Keywords: Portuguese as a foreign language; Mainland China; higher education; Portuguese lecturers

Resumen

La enseñanza de Portugués como Lengua Extranjera ha prosperado en territorio chino debido a la profundización de las relaciones socioeconómicas y diplomáticas con los países de habla portuguesa. Aprender el idioma portugués ha sido sinónimo de competitividad y empleabilidad para los estudiantes portugueses presentes en más de cincuenta instituciones de educación superior repartidas por diferentes regiones de China.

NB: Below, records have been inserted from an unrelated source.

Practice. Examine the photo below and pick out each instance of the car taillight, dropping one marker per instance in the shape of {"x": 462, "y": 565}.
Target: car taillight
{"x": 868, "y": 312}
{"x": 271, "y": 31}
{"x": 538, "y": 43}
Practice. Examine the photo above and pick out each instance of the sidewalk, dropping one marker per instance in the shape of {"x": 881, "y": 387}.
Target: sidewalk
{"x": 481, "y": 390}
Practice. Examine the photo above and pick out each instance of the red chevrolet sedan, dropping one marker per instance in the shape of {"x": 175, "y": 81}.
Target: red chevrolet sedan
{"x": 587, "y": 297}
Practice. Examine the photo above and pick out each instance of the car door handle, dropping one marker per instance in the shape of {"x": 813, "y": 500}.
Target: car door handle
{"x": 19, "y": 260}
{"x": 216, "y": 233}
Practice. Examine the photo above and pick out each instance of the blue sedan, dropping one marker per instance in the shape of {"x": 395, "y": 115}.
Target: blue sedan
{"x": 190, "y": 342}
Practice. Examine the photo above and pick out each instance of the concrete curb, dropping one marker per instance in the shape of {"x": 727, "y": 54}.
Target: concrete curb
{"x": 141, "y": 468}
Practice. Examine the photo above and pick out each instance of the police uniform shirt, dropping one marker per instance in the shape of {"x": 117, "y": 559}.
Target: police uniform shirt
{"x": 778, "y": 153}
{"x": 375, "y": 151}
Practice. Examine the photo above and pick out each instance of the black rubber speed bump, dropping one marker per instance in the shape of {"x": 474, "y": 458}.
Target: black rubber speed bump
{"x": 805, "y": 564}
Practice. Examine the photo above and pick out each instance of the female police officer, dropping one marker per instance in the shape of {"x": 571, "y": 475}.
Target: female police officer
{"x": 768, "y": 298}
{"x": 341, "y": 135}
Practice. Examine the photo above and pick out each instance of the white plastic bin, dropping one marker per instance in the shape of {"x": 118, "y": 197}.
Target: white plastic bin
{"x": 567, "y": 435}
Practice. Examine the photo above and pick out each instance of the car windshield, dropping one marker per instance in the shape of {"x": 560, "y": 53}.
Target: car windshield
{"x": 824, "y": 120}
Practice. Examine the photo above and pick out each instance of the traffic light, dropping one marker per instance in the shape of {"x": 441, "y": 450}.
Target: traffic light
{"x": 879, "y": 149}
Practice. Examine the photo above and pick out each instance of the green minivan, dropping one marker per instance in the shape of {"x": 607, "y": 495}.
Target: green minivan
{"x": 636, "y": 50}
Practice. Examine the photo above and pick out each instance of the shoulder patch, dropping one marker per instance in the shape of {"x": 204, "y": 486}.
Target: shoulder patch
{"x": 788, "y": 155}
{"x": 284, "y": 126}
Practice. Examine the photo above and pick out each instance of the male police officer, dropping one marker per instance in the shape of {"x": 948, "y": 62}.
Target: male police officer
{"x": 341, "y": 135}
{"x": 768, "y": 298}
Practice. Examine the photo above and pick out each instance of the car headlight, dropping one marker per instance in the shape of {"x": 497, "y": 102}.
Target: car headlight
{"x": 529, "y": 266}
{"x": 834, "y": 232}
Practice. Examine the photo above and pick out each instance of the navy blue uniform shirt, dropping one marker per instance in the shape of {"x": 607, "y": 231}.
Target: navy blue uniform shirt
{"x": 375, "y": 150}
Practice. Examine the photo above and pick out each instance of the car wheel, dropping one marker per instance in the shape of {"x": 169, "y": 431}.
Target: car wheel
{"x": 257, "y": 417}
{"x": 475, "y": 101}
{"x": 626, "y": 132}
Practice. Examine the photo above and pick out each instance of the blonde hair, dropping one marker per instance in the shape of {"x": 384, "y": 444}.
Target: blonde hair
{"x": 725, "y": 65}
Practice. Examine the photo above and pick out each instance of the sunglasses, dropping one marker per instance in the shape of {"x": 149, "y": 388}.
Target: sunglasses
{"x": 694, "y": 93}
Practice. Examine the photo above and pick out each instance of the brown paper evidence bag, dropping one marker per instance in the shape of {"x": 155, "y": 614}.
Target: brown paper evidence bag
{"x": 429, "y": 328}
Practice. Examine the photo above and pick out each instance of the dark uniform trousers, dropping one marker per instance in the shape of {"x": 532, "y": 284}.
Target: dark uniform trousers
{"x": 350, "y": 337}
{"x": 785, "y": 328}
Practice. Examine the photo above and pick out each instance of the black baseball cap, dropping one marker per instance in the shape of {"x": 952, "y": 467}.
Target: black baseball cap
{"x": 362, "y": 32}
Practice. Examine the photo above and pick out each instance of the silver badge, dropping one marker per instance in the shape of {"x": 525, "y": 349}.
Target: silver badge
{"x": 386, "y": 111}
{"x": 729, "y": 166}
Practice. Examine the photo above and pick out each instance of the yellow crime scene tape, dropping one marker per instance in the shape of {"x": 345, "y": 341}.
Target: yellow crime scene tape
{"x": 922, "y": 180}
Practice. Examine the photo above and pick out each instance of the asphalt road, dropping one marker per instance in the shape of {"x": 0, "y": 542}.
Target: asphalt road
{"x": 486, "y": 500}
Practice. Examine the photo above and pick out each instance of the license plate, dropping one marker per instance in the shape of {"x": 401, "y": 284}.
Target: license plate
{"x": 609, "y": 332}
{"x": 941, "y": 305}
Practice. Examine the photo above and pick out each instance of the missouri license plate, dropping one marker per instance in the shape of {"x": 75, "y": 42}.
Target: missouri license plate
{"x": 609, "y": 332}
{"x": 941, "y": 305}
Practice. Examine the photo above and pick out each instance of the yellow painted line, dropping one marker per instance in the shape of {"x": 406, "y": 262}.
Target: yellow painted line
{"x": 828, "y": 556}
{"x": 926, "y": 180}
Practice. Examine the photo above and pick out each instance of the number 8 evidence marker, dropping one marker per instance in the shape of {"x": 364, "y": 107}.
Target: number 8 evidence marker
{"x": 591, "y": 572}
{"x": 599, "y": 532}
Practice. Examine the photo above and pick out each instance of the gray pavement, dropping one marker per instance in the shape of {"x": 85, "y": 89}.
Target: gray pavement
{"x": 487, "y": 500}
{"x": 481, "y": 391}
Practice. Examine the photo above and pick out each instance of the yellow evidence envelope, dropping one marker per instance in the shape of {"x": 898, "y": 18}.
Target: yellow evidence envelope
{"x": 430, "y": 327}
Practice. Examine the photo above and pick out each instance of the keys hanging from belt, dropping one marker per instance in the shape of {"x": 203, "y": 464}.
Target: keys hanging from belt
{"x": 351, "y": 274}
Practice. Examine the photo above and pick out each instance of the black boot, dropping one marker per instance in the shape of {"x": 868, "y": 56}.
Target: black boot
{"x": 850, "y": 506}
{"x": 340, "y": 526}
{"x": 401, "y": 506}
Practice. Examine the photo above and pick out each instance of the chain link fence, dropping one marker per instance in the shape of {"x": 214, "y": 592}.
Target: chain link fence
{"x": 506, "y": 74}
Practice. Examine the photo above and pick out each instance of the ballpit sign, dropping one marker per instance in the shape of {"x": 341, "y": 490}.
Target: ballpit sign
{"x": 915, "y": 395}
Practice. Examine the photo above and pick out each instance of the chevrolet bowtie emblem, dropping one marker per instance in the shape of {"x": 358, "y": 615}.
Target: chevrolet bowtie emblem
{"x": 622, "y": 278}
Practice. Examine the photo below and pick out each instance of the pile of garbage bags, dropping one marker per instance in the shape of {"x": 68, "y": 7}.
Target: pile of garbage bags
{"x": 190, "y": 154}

Por el rápido crecimiento de la enseñanza y la extensión territorial, existen particularidades del PLE en China que aún carecen de un análisis detallado y descriptivo. En este contexto, este artículo tiene como objetivo comprender el perfil y las características de los profesores de portugués en China continental. Mediante el uso de cuestionarios dirigidos a los docentes, las principales conclusiones de este estudio permiten comprender aspectos como la dimensión cuantitativa, la formación académica y profesional, la distribución geográfica o la situación laboral actual de estos docentes, afectados, en muchos casos, por los efectos de la pandemia.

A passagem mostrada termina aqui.